Charlie Rose – Must not die!

Charlie Rose must not die! Ever!
Charlie Rose delivers guests and perspectives you can’t get anywhere else on TV, in print, or on the internet.
Where else can you go to hear Warren Buffet, Paul Volker, Paul Krugman, Tim Geithner, Laurence Summers, Nouriel Roubini, Hank Paulson, and Niall Ferguson weigh in on the economy for 30 minutes or more (and often multiple times) without commercial interruption? Let me save you some time, nowhere!
Maybe economics is not your thing. Before they passed, where could you have gone to hear authors Norman Mailer, John Updike, David Foster Wallace, and William Buckley? How about John Grisham, Studs Terkel, Tom Wolfe, or Malcolm Gladwell? Some of them you can find on the Booknotes archive, but nothing since 2004. Again, the answer to this question is nowhere but the Charlie Rose Show.
Maybe you don’t know any of the people I just mentioned? Pity. They have a lot of interesting and relevant things to say.
How about the scientist who c0-discovered DNA, James Watson? DNA is, after all, perhaps the most significant discovery of the 20th century. I bet he’s got something interesting to say. Well, guess what? Charlie’s interviewed him TEN times!
One more try, celebrities. You can hear Brad Pitt, George Clooney, Neil Young, Bill Clinton, Jimmy Carter, Tony Blair, Dolly Parton, Jay Z, Dave Mathews, and the Dali Lama elsewhere. But can you hear open up and speak unencumbered by the commercial break? No, where I know of.
Maybe it’s the desk.
Maybe it’s just Charlie.
A lawyer-turned-journalist, it is estimated that Rose has conducted over ten thousand interviews fulfilling Gladwell’s criteria for an “outlier.” His folksy North Carolina way and epic preparation create the perfect environment for guests to let it all hang out.
Charlie Rose is the best and most relevant show on TV for any thinking person who cares about what is going on in the world today. Sure, Charlie has his dead spots – primarily with too many leaders or emissaries from other countries commenting on world politics in accents impossible to penetrate. These are dull most of the time. Also, the 30-minute format sometimes hurts the show when he (and we) are stuck with a boring guest for the entire segment. These are minor criticisms, however.
It is embarrassing to watch Charlie get all giddy with sure female guests.
Several years ago had open heart surgery and seemed to be doing well. Let’s hope his team of doctors is on speed dial and he is getting regular checkups. Let’s hope he exercises and watches his BMI. Let’s hope he monitors his stress and keeps it within a healthy range.
We hope this because Charlie Rose must not die, ever. Where would we, that devoted following of about half a million nightly viewers, go to hear these topics discussed? The Sunday morning shows? Nope! Commercial interruptions kill the flow. Plus, these shows’ once-a-week format features guests with agendas.

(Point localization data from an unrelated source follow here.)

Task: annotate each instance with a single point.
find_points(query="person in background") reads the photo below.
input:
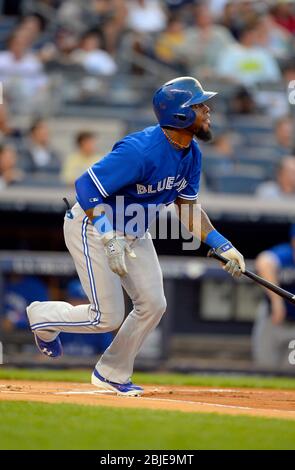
(145, 16)
(274, 326)
(273, 37)
(203, 43)
(246, 63)
(83, 344)
(284, 14)
(7, 131)
(284, 135)
(21, 71)
(37, 155)
(171, 38)
(284, 186)
(10, 174)
(92, 57)
(84, 157)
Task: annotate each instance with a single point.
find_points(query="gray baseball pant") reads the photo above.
(143, 284)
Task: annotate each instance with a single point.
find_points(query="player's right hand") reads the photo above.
(116, 249)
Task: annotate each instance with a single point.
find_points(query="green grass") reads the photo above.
(64, 426)
(217, 380)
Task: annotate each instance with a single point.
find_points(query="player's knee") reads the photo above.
(115, 317)
(157, 305)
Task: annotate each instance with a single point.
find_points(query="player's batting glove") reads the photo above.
(116, 248)
(236, 264)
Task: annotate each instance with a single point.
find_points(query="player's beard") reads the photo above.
(204, 134)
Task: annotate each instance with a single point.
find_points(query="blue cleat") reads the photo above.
(128, 389)
(49, 348)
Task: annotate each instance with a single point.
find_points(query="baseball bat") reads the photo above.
(263, 282)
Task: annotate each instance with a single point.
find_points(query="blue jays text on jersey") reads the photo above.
(145, 169)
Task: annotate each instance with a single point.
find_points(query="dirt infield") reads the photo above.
(234, 401)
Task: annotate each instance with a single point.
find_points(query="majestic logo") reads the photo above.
(166, 183)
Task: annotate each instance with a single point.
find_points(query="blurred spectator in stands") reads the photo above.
(284, 186)
(274, 326)
(21, 71)
(284, 134)
(273, 37)
(203, 44)
(85, 156)
(242, 101)
(247, 63)
(288, 69)
(34, 26)
(12, 8)
(9, 172)
(145, 16)
(167, 41)
(92, 57)
(231, 18)
(82, 344)
(7, 132)
(284, 14)
(112, 16)
(19, 292)
(59, 53)
(37, 155)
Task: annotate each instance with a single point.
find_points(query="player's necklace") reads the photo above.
(175, 144)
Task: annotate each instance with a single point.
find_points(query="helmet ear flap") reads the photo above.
(181, 117)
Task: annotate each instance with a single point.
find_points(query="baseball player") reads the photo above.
(158, 165)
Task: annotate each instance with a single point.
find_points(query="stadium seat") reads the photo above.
(237, 183)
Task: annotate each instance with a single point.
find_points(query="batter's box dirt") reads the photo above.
(262, 402)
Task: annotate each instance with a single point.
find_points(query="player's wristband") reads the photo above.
(215, 240)
(102, 224)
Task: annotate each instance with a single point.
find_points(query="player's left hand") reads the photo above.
(236, 264)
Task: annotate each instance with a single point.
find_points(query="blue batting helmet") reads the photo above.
(172, 102)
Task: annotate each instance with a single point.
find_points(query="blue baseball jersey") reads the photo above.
(144, 169)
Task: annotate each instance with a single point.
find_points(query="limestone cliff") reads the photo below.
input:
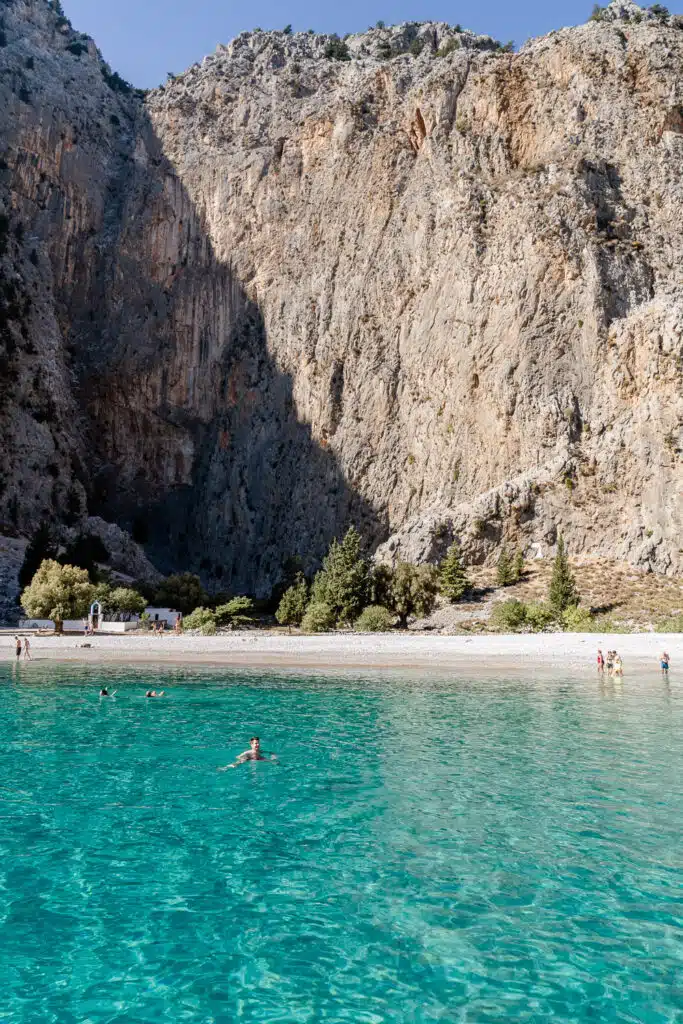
(433, 289)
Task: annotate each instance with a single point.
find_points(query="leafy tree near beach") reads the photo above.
(57, 592)
(453, 578)
(374, 619)
(412, 591)
(237, 611)
(182, 592)
(203, 620)
(319, 617)
(562, 593)
(292, 607)
(342, 583)
(518, 564)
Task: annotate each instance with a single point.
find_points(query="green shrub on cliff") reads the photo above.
(453, 578)
(374, 619)
(562, 593)
(412, 591)
(337, 50)
(319, 617)
(293, 603)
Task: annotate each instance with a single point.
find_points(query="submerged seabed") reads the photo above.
(426, 850)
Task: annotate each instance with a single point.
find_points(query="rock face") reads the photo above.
(432, 289)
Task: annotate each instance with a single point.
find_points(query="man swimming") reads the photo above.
(253, 754)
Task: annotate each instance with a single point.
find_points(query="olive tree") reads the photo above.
(57, 592)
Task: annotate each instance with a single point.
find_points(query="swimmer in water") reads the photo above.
(253, 754)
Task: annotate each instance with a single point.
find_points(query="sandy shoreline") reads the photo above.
(572, 652)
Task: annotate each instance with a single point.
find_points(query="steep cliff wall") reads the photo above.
(436, 293)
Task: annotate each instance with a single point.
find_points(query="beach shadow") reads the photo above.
(196, 445)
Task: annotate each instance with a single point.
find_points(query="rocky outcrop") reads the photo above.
(432, 289)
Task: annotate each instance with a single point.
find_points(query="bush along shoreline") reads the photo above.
(348, 592)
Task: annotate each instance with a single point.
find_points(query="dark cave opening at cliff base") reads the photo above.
(196, 440)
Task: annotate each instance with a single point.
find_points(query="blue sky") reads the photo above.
(144, 39)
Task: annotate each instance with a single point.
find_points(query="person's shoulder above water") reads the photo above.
(255, 753)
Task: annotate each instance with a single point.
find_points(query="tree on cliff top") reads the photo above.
(57, 592)
(562, 593)
(342, 583)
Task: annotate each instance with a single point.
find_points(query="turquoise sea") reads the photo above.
(426, 849)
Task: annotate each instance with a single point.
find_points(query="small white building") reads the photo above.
(98, 624)
(167, 615)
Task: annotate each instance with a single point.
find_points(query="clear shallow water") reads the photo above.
(425, 851)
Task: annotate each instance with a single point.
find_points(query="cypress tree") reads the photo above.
(562, 593)
(342, 584)
(453, 578)
(292, 607)
(504, 570)
(517, 565)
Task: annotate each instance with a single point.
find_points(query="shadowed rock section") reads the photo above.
(431, 289)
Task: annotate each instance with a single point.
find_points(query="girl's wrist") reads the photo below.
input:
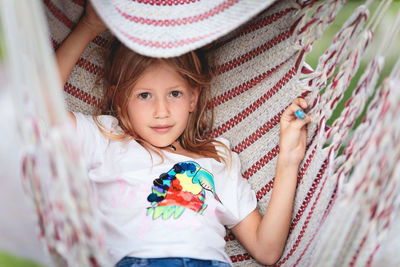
(287, 160)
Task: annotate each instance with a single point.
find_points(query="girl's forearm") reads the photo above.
(72, 48)
(274, 227)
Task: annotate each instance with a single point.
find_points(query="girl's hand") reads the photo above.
(293, 133)
(91, 20)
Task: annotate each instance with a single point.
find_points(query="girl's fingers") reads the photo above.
(296, 108)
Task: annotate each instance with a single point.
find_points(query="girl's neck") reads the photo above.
(176, 148)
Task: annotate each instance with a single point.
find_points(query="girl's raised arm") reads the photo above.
(265, 237)
(69, 52)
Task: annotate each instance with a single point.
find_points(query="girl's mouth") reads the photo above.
(161, 129)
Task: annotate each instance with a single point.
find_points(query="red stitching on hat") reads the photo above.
(165, 2)
(58, 14)
(163, 44)
(81, 95)
(255, 105)
(173, 22)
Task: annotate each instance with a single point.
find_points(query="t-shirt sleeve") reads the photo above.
(92, 143)
(239, 198)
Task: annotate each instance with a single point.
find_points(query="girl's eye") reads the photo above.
(175, 93)
(144, 95)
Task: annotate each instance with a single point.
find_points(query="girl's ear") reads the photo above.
(194, 98)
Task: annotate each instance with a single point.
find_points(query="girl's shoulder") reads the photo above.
(104, 123)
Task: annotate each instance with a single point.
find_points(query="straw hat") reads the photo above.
(173, 27)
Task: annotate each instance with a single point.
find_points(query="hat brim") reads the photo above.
(171, 28)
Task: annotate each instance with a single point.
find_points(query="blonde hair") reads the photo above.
(123, 67)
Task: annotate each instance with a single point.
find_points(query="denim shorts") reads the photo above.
(169, 262)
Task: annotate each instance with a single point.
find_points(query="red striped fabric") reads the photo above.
(82, 95)
(255, 105)
(166, 2)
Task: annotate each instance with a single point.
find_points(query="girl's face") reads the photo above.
(160, 103)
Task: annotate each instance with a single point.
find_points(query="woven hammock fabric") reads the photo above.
(261, 69)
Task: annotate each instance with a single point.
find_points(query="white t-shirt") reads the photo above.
(177, 208)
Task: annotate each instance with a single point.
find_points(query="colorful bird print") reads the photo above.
(181, 187)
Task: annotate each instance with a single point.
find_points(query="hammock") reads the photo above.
(345, 202)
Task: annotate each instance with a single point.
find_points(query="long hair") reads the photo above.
(123, 68)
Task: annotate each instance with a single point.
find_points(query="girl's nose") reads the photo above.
(161, 109)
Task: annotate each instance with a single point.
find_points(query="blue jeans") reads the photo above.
(169, 262)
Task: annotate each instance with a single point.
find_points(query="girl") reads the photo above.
(165, 192)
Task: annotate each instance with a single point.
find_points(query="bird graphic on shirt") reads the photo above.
(183, 186)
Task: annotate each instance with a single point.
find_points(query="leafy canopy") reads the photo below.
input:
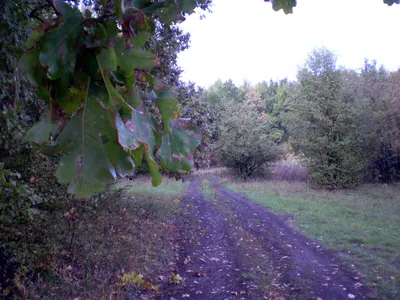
(93, 73)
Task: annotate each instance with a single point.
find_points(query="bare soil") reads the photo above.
(231, 248)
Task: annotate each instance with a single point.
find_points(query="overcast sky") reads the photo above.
(246, 39)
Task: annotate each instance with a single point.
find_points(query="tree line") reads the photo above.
(344, 123)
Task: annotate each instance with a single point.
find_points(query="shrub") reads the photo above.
(246, 143)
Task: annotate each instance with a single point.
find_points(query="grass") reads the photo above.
(142, 186)
(124, 233)
(363, 224)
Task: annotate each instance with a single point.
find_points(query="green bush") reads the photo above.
(324, 121)
(246, 144)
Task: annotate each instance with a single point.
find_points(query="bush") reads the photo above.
(246, 144)
(324, 123)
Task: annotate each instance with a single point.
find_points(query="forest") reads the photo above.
(94, 116)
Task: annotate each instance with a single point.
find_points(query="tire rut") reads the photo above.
(232, 248)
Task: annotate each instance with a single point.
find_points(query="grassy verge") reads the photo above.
(364, 224)
(119, 244)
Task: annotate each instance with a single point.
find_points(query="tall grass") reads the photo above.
(363, 224)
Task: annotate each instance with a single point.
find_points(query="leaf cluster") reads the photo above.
(93, 72)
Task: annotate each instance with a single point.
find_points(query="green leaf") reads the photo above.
(133, 58)
(70, 99)
(138, 156)
(40, 132)
(140, 129)
(30, 67)
(286, 5)
(137, 3)
(170, 109)
(107, 63)
(107, 60)
(120, 159)
(178, 145)
(187, 6)
(58, 53)
(139, 40)
(139, 135)
(86, 167)
(156, 179)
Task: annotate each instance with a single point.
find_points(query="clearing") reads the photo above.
(232, 248)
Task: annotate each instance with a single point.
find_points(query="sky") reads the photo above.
(248, 40)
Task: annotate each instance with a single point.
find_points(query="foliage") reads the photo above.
(245, 143)
(200, 114)
(379, 91)
(322, 122)
(88, 71)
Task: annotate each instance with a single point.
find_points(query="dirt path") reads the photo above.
(232, 248)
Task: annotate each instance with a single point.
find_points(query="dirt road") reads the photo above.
(232, 248)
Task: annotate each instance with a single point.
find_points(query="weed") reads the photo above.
(362, 223)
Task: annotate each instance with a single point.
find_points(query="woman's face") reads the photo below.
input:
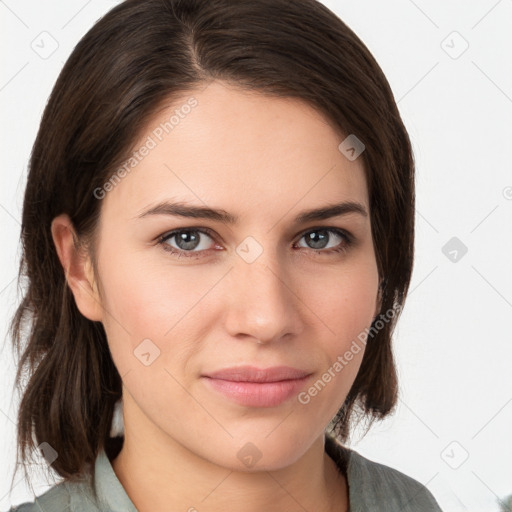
(264, 290)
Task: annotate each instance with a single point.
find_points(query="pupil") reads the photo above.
(183, 243)
(318, 238)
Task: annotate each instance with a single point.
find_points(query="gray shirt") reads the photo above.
(372, 487)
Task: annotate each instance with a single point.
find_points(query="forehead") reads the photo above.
(245, 152)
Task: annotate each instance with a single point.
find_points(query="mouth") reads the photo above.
(255, 387)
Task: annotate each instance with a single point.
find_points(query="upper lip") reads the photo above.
(253, 374)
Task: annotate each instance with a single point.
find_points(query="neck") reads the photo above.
(158, 474)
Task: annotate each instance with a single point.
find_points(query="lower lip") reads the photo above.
(258, 394)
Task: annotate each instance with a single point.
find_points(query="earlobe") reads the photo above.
(77, 268)
(378, 301)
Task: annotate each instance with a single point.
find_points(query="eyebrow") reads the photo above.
(180, 209)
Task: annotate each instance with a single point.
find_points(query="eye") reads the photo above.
(327, 240)
(186, 240)
(191, 242)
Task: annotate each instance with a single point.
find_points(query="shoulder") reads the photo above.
(377, 487)
(62, 497)
(381, 484)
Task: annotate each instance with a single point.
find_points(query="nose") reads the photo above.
(262, 300)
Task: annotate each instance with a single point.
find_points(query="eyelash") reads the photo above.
(342, 248)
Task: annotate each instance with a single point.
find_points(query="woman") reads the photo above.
(218, 230)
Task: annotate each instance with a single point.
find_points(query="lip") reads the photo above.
(258, 387)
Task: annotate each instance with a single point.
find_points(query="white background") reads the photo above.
(453, 343)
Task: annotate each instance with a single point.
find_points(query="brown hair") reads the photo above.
(138, 57)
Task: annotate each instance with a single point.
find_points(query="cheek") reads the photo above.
(344, 299)
(144, 302)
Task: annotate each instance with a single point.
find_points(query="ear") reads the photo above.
(378, 301)
(77, 267)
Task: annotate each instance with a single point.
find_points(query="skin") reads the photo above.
(265, 160)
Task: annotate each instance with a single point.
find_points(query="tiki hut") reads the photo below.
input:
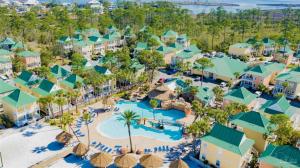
(178, 164)
(101, 159)
(151, 161)
(80, 149)
(161, 93)
(64, 137)
(125, 161)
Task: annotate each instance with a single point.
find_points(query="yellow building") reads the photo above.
(226, 147)
(20, 107)
(254, 125)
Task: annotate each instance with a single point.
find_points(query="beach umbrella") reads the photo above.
(63, 137)
(178, 164)
(151, 161)
(80, 149)
(101, 159)
(125, 161)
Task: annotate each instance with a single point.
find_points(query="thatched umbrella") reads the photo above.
(64, 137)
(101, 159)
(178, 164)
(151, 161)
(80, 149)
(125, 161)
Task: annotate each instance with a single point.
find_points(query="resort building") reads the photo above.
(5, 64)
(45, 88)
(284, 55)
(254, 125)
(72, 82)
(261, 74)
(242, 96)
(226, 147)
(108, 86)
(269, 47)
(281, 106)
(59, 72)
(20, 107)
(31, 59)
(5, 89)
(288, 83)
(190, 54)
(26, 80)
(280, 156)
(241, 49)
(225, 69)
(85, 48)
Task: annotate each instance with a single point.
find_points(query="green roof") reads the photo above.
(59, 72)
(229, 139)
(225, 66)
(28, 54)
(267, 69)
(204, 94)
(277, 106)
(72, 80)
(170, 34)
(141, 46)
(19, 99)
(4, 59)
(26, 78)
(102, 70)
(281, 156)
(252, 120)
(4, 52)
(242, 45)
(5, 87)
(292, 76)
(189, 52)
(240, 95)
(7, 41)
(45, 88)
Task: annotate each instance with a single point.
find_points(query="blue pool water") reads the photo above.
(114, 128)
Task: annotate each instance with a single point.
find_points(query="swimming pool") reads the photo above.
(115, 129)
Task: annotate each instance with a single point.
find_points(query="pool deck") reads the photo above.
(139, 142)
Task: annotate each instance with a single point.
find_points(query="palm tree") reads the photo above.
(87, 118)
(205, 63)
(153, 104)
(129, 117)
(197, 130)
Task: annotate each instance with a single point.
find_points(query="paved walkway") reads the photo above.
(48, 162)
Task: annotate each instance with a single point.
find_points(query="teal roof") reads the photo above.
(225, 66)
(59, 72)
(252, 120)
(229, 139)
(45, 88)
(26, 78)
(7, 41)
(277, 106)
(19, 99)
(170, 34)
(5, 87)
(102, 70)
(4, 52)
(189, 52)
(292, 76)
(242, 45)
(281, 156)
(28, 54)
(71, 81)
(240, 95)
(267, 69)
(204, 94)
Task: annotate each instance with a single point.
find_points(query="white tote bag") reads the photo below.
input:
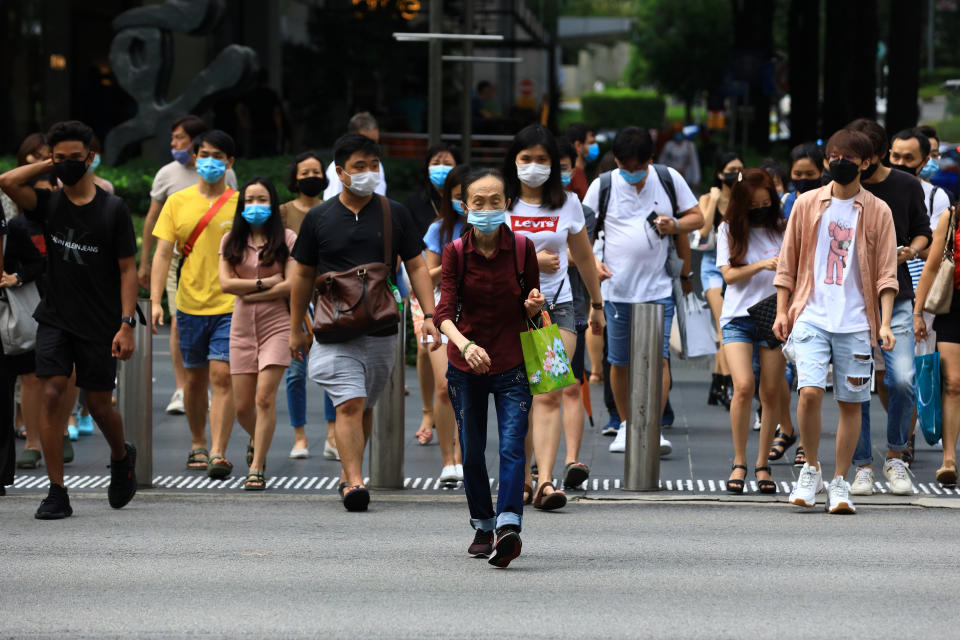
(693, 335)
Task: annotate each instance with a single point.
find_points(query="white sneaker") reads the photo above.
(448, 475)
(863, 483)
(665, 447)
(176, 408)
(898, 477)
(838, 497)
(809, 484)
(619, 444)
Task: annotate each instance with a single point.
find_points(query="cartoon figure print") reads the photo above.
(840, 239)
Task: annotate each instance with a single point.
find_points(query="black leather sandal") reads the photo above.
(765, 486)
(735, 485)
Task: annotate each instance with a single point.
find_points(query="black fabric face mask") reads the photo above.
(70, 171)
(312, 186)
(759, 215)
(803, 185)
(843, 171)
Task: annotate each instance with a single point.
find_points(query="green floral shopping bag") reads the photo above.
(545, 358)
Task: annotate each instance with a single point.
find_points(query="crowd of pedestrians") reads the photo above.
(815, 276)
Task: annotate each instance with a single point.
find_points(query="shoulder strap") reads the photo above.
(214, 209)
(387, 229)
(667, 181)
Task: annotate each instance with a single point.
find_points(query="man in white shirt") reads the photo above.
(366, 125)
(636, 222)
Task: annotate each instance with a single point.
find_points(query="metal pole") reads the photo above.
(641, 466)
(466, 103)
(435, 75)
(386, 441)
(135, 397)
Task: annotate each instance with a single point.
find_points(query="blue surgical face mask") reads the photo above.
(211, 169)
(256, 214)
(929, 169)
(181, 155)
(593, 152)
(438, 174)
(486, 222)
(633, 177)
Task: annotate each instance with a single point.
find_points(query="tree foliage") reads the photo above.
(683, 47)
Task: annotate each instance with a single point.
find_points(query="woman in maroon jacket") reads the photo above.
(487, 294)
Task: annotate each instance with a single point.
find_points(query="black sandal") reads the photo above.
(765, 486)
(784, 442)
(735, 485)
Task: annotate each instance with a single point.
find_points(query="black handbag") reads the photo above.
(763, 314)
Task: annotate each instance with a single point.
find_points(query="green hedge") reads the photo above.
(617, 108)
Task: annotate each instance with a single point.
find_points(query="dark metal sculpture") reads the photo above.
(142, 57)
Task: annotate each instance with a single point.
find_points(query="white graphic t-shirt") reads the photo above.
(548, 229)
(836, 303)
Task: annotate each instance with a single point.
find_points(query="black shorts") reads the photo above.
(947, 325)
(58, 352)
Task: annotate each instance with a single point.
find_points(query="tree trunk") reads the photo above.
(904, 64)
(803, 40)
(849, 70)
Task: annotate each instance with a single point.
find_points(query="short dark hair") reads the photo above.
(577, 132)
(192, 125)
(352, 143)
(915, 132)
(221, 140)
(633, 142)
(300, 157)
(531, 136)
(567, 150)
(849, 141)
(874, 132)
(69, 130)
(363, 121)
(29, 147)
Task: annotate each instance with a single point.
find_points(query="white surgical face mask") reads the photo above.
(365, 183)
(533, 174)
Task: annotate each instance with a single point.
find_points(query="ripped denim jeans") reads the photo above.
(812, 349)
(469, 395)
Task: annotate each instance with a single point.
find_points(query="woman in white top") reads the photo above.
(553, 219)
(748, 247)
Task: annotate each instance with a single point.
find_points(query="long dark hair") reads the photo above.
(275, 249)
(737, 216)
(554, 196)
(448, 217)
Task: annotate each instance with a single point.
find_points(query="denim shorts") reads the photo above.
(813, 349)
(710, 275)
(204, 338)
(618, 329)
(744, 330)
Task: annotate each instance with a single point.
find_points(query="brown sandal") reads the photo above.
(556, 500)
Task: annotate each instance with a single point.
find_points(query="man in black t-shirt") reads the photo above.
(85, 315)
(339, 234)
(904, 195)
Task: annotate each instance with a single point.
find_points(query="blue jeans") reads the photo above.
(900, 388)
(297, 395)
(511, 396)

How about the News networks? Bill O’Reilly? Rachael Maddow? Joe Scarborough? Nope, those shows have even more commercials than the network’s Sunday shows. Cable news hosts’ perspectives are more clearly politicized.
How about network TV? Couldn’t Jay Leno or David Letterman talk with Neil Young? Sure, they can. For three minutes!
Charlie Rose must not die. He is the last (if not only) bastion of regular intelligent discussion with essential people in the media. If you know of another, I won’t believe you. I have looked and come up empty-handed. There are some excellent podcasts, but no one I know of can touch Rose regarding the caliber of guests.
This is because Charlie is a unique, one-of-a-kind, never-to-be-replaced TV icon. In this respect, he is much like Johnny Carson – only much more excellent in his private life.
I pity those poor fools who fill in for Rose, secretly hoping they may get his gig should he decide to move to Paris permanently, play tennis all day, and get giddy with the ladies at night in some darkened bistro over foie gras. The truth is he’ll never let that happen. He’s picked up his workload (adding CBS mornings). It’s in his blood. Watson can confirm it’s in his DNA.
So thanks, Charlie, for doing all you do. Keep those guests coming. Keep asking your questions. Keep getting giddy with the ladies and the sports figures. We love you.
But most of all, Charlie, please, pretty please, don’t ever die! You’ll never be replaced.